Sua Alma Será Possuída
Por Fabricio Duque
Se estudarmos a história das bonecas, nós perceberemos que seus destinos, dotados de magia, fantasia, arte, religiosidade e rituais de passagem do casamento (“consolo da alma”) e feitas na maioria de barro, à imagem de Adão, estavam reservados a acompanhar os faraós na incursão ao mundo dos mortos e ou, como funerárias, substituir parentes escravos que antes eram enterrados vivos com seus reis. As bonecas eram consideradas pequenos totens que detinham poderes de vida e morte sobre as pessoas e mais a frente, uma diversão de adultos colecionadores. Alguns japoneses acreditam, ainda hoje, que se colocar uma boneca ao lado de uma criança enferma, a doença irá ser consumida pelo “brinquedo” e a cura acontecerá.
Esta premissa é desenvolvida com profundidade na saga cinematográfica “Annabelle”, mencionada, apenas como um detalhe, pela primeira vez em “A Invocação do Mal”, de James Wan, que aborda efeitos paranormais a fim de personificar em tela os poderes sobrenaturais por espíritos infelizes na Terra. A religião busca explicar os fenômenos inexplicáveis e metafísicos por diferentes nomenclaturas, mas que no final querem dizer exatamente o mesmo. O espiritismo conduz-se pela presença dos obsessores. O catolicismo, pelo exorcismo.
“Invocação do Mal” busca traduzir cientificamente que o “medo é definido como uma agitação, uma ansiedade causada pela presença ou iminência do perigo, seja um fantasma, espírito ou entidade, todos alimentam-se disso” e que os “três estágios da atividade demoníaca são: infestação, opressão e possessão. A infestação são os sussurros, os passos, a sensação de uma presença. Opressão, quando a vítima, geralmente os psicologicamente vulneráveis, é visada por uma força externa, acabando com a vítima e destruindo suas forças. E enfraquecida, vai ao terceira estágio: possessão”.
Em “Annabelle 2: A Criação do Mal”, o símbolo malévolo vem de uma boneca que invoca, mais uma vez, suas vítimas com sadismo, crueldade, sociopatia, elegância, espera, torturas, medos e loucuras. Mas desta vez o filme quer contar seu início, sua criação. O tema faz com que seja impossível não lembrar do seriado “Twin Peaks”, de David Lynch, por nos mostrar que não adianta lutar contra, ainda que todo nosso ser busque a sobrevivência.
Anos doze anos após a trágica morte de sua filha, um habilidoso artesão de bonecas e sua esposa decidem, por caridade, acolher em sua casa uma freira e dezenas de meninas desalojadas de um orfanato.
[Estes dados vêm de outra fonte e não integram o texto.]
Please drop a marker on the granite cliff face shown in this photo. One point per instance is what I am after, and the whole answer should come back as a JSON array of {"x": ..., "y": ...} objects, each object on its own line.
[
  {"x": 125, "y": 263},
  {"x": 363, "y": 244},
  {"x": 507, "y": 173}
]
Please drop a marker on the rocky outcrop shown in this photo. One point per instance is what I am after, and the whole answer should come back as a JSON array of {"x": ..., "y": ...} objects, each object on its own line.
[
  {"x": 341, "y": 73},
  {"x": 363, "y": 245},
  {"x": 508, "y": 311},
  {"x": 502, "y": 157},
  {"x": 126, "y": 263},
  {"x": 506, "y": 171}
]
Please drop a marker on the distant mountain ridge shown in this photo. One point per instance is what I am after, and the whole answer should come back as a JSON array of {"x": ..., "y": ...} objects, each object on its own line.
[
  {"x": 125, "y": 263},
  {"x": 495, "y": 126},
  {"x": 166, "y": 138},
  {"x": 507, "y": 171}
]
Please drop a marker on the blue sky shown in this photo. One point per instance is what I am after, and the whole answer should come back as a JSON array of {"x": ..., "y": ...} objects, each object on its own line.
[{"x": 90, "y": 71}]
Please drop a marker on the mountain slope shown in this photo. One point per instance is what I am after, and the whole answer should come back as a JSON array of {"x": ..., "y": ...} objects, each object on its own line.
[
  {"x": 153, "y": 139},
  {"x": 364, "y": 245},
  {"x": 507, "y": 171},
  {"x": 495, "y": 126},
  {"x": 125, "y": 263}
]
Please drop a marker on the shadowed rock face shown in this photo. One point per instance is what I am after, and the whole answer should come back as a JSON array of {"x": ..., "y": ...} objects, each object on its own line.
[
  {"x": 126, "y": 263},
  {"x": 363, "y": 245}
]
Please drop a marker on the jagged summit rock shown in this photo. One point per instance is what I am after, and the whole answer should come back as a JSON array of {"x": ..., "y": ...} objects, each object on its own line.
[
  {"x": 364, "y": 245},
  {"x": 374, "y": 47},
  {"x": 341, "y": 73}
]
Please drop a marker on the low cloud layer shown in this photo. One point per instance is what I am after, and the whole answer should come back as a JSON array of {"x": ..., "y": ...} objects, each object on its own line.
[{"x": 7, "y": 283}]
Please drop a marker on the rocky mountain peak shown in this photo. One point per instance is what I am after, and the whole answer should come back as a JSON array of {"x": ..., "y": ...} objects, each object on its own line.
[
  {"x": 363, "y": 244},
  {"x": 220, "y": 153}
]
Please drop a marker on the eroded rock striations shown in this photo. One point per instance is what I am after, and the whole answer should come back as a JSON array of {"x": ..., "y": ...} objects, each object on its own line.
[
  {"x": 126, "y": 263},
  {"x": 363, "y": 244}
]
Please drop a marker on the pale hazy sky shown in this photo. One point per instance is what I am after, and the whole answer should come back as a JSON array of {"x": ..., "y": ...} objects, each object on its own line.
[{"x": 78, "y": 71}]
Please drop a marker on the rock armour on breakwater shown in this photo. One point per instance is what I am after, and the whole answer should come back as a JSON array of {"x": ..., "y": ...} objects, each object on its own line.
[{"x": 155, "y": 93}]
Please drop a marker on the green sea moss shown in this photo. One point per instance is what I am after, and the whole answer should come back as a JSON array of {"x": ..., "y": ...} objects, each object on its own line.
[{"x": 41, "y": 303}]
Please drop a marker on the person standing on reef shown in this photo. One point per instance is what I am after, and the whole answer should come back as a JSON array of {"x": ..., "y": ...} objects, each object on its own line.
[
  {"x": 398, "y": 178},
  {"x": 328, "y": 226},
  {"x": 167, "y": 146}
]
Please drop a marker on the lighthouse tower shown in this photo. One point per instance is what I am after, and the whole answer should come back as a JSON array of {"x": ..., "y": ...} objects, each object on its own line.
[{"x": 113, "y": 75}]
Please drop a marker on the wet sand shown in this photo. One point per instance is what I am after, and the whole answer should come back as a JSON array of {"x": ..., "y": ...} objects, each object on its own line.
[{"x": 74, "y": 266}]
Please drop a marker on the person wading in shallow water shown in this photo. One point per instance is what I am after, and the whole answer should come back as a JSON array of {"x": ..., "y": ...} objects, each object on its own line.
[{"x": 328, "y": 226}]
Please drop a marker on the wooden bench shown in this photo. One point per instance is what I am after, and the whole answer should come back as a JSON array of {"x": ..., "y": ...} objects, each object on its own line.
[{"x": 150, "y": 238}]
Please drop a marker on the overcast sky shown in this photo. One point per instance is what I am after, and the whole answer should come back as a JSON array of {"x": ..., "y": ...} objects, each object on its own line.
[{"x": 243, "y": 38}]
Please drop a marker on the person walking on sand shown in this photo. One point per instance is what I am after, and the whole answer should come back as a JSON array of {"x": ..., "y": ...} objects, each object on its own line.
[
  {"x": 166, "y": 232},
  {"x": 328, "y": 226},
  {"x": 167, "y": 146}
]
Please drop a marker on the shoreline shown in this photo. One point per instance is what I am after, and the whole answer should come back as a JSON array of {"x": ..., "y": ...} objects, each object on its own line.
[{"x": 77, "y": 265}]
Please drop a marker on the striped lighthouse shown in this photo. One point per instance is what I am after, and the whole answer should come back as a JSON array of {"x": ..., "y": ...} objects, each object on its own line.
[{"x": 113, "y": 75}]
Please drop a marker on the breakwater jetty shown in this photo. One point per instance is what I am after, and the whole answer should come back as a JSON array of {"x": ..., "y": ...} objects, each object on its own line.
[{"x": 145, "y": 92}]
Atormentado pelas lembranças traumáticas, o casal ainda precisa lidar com um a volta do demônio do passado: Annabelle, a boneca do mal.
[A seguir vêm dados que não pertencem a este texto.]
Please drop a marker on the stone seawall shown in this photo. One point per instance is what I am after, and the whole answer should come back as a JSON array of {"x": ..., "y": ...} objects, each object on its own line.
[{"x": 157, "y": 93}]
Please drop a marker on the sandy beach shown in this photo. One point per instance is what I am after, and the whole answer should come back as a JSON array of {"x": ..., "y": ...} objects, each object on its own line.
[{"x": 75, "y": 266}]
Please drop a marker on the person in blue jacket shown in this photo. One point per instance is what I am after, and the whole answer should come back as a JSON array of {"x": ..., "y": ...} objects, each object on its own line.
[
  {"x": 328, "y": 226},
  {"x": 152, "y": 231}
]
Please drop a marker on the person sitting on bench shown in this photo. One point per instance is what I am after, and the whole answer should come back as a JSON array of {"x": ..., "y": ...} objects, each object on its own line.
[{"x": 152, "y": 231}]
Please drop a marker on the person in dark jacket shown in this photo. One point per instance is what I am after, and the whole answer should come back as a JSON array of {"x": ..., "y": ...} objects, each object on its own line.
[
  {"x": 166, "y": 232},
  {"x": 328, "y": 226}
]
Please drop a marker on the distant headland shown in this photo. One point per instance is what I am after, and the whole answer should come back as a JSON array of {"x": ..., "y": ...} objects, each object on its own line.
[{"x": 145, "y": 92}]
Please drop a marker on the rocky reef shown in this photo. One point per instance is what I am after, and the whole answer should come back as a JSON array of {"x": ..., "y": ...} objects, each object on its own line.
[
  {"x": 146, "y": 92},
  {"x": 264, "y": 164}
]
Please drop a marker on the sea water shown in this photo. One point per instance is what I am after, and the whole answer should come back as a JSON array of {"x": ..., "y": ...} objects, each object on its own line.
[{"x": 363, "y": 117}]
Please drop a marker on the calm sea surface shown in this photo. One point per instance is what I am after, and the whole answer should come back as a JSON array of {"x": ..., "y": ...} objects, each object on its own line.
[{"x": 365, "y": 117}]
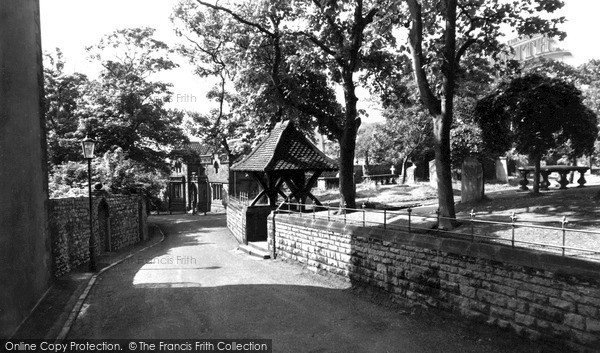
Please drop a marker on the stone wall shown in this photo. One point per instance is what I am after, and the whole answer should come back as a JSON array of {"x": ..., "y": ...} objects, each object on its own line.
[
  {"x": 118, "y": 222},
  {"x": 538, "y": 295}
]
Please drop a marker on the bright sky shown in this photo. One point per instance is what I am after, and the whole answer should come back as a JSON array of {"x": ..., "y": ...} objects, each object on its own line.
[{"x": 72, "y": 25}]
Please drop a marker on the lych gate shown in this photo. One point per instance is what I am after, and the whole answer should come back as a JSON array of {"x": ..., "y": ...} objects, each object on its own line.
[
  {"x": 286, "y": 164},
  {"x": 287, "y": 157}
]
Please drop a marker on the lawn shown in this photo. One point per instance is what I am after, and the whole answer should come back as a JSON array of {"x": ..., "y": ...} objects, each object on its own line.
[{"x": 534, "y": 214}]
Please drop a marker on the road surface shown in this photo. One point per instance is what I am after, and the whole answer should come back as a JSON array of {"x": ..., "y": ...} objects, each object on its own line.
[{"x": 197, "y": 285}]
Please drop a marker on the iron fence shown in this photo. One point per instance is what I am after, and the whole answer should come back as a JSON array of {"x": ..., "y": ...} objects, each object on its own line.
[{"x": 563, "y": 240}]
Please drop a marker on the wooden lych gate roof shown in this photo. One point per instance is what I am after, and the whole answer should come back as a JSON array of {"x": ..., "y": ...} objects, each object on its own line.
[{"x": 285, "y": 149}]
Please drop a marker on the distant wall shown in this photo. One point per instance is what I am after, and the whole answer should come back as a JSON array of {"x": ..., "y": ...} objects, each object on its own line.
[
  {"x": 24, "y": 243},
  {"x": 118, "y": 222},
  {"x": 538, "y": 295}
]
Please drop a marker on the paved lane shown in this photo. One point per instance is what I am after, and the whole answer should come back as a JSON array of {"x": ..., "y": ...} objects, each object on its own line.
[{"x": 196, "y": 284}]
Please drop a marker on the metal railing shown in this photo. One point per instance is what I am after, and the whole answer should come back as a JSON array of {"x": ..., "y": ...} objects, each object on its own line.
[{"x": 563, "y": 240}]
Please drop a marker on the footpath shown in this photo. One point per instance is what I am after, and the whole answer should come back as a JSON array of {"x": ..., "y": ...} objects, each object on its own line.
[{"x": 53, "y": 316}]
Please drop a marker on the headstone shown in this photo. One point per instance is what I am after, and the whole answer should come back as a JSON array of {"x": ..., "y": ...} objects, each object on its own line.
[
  {"x": 432, "y": 174},
  {"x": 410, "y": 175},
  {"x": 502, "y": 170},
  {"x": 472, "y": 180}
]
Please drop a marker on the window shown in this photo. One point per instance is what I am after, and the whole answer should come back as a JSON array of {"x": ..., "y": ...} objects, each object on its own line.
[{"x": 177, "y": 190}]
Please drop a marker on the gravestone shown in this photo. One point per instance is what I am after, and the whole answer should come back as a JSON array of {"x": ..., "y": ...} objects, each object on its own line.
[
  {"x": 472, "y": 180},
  {"x": 502, "y": 170},
  {"x": 432, "y": 174},
  {"x": 410, "y": 175}
]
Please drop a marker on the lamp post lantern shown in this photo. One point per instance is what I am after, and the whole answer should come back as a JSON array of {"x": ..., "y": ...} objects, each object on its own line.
[{"x": 87, "y": 145}]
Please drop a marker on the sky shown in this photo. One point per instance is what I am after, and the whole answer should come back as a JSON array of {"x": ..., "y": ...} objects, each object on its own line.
[{"x": 71, "y": 25}]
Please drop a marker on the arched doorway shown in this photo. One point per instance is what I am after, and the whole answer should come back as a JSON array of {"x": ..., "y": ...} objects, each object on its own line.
[{"x": 104, "y": 225}]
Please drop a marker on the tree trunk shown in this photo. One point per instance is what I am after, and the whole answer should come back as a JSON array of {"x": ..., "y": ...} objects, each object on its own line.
[
  {"x": 443, "y": 123},
  {"x": 404, "y": 169},
  {"x": 441, "y": 136},
  {"x": 348, "y": 144}
]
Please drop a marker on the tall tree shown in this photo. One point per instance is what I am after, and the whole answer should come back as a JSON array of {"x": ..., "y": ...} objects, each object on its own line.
[
  {"x": 405, "y": 135},
  {"x": 440, "y": 33},
  {"x": 63, "y": 94},
  {"x": 305, "y": 41},
  {"x": 541, "y": 113},
  {"x": 126, "y": 105}
]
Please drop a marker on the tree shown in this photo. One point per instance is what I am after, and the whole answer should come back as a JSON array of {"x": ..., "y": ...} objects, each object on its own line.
[
  {"x": 542, "y": 113},
  {"x": 365, "y": 142},
  {"x": 304, "y": 42},
  {"x": 126, "y": 107},
  {"x": 440, "y": 34}
]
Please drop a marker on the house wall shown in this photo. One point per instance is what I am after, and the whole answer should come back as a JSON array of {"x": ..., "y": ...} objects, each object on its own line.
[
  {"x": 537, "y": 295},
  {"x": 70, "y": 231},
  {"x": 24, "y": 242}
]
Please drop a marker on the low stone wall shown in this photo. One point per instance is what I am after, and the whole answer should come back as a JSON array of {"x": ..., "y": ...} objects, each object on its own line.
[
  {"x": 538, "y": 295},
  {"x": 118, "y": 221}
]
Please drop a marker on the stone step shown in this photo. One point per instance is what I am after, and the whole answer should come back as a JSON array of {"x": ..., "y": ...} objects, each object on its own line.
[{"x": 255, "y": 250}]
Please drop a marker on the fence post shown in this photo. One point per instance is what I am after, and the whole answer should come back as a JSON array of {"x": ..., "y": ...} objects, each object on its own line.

“Annabelle 2: A Criação do Mal”, de David F. Sandberg (de “Quando as Luzes Se Apagam”), preenche todos os requisitos deste gênero de terror, uma ficção especulativa que objetiva a ideia abstrata do medo quando manipula sustos e fobias do espectador, o conduzindo pela sinestesia do elemento narrativo falso-óbvio da surpresa (geralmente a tragédia acontece no segundo momento não tão esperado) e pela presença da música, potencializada ao máximo por ruídos que rasgam a cena e atingem nossas sinapses, transmitindo um impulso nervoso de um neurônio a outro, principalmente na região cerebral amídgala, responsável pela sensação de medo.
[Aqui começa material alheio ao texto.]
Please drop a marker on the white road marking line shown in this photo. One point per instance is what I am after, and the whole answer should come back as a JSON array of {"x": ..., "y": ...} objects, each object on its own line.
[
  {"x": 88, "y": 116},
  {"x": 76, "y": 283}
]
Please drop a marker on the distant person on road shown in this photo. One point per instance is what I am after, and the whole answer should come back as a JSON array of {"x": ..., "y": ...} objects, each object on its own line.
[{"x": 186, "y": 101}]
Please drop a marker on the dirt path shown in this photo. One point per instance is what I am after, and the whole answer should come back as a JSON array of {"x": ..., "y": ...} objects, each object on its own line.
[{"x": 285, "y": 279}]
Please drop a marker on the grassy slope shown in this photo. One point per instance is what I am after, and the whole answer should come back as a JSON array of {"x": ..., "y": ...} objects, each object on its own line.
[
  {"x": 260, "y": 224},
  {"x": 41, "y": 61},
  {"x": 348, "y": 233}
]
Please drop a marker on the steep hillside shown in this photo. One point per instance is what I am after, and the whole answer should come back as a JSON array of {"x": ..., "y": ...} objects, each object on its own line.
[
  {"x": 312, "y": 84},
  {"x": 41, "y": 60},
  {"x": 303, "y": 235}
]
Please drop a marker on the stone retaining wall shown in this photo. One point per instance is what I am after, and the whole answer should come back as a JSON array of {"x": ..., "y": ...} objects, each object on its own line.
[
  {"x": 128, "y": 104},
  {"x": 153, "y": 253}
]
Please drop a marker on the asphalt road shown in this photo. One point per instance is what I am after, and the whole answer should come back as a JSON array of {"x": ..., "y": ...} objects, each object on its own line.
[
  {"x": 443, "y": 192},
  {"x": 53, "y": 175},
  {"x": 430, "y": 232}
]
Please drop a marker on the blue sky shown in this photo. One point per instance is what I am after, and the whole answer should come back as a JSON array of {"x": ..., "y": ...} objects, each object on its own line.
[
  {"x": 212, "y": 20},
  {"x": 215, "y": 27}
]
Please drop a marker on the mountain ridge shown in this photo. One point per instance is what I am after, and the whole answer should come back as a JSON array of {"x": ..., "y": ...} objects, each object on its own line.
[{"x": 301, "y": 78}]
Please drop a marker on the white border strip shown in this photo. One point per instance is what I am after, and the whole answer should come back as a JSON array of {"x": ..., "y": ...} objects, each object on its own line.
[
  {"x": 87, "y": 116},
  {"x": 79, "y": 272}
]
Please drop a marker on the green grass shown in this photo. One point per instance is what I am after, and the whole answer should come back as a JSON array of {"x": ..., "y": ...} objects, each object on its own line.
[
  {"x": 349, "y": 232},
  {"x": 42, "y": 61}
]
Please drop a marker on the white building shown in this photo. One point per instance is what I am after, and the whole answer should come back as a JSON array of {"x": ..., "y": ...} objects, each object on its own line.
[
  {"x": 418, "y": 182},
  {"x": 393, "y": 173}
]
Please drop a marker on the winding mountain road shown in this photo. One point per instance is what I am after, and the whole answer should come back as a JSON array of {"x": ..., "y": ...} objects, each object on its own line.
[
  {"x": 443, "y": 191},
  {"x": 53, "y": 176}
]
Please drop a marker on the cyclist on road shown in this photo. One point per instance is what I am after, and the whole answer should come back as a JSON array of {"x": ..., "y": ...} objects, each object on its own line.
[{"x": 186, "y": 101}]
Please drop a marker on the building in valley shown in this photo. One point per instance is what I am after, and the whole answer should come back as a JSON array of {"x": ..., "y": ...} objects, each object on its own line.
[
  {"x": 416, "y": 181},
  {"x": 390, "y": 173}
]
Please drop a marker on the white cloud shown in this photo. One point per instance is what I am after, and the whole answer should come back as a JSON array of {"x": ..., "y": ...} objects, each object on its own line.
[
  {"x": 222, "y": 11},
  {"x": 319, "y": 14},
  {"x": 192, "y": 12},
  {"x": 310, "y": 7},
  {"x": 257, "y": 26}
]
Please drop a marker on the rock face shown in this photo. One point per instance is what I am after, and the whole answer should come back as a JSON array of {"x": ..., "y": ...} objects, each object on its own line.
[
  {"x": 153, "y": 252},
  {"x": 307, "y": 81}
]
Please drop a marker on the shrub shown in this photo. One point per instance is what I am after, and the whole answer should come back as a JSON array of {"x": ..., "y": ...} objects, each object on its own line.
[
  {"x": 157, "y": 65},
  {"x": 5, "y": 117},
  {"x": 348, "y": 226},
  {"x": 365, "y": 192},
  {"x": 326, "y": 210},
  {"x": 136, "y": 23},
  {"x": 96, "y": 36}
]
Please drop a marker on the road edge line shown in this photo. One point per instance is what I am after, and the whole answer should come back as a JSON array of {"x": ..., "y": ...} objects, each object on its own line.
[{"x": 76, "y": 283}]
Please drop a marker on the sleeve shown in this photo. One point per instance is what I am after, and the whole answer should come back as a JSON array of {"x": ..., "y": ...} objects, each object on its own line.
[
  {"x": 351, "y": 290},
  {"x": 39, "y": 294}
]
Se em “Annabelle”, de John R. Leonetti, o roteiro opta por expandir em excesso mitologias, aqui, no filme em questão, sua condução, escrita por Gary Dauberman (da nova versão de “It – A Coisa”) prefere a expressão “menos é mais”, e assim, consegue ligar melhor os pontos narrativos ao fortalecer a ambiência de seus cenários, assustadores, sombrios e mórbidos, e a própria trama, com suas camadas-projeções existenciais de cada uma das personagens, principalmente de todas as meninas, que reverberam bullying, egoísmo, descaso com o próximo. “Annabelle 2: A Criação do Mal” é um jogo psicológico, uma negociação para se conseguir novamente a felicidade pré-tragédia. O pagamento: “sua alma”.
“Annabelle 2: A Criação do Mal” transcende seu público. Não só aos adoradores-apaixonados pelo gênero de terror-horror e ou por bonecas clássica-históricas. Nós temos aqui um filme feito sobre medida para agradar a cults, comerciais, gregos, troianos. Tudo porque investe com trabalho artesanal no desenvolvimento da história, sem esquecer de seus típicos-intrínsecos sustos, puladas na cadeira e coração batendo mais rápido. Recomendado.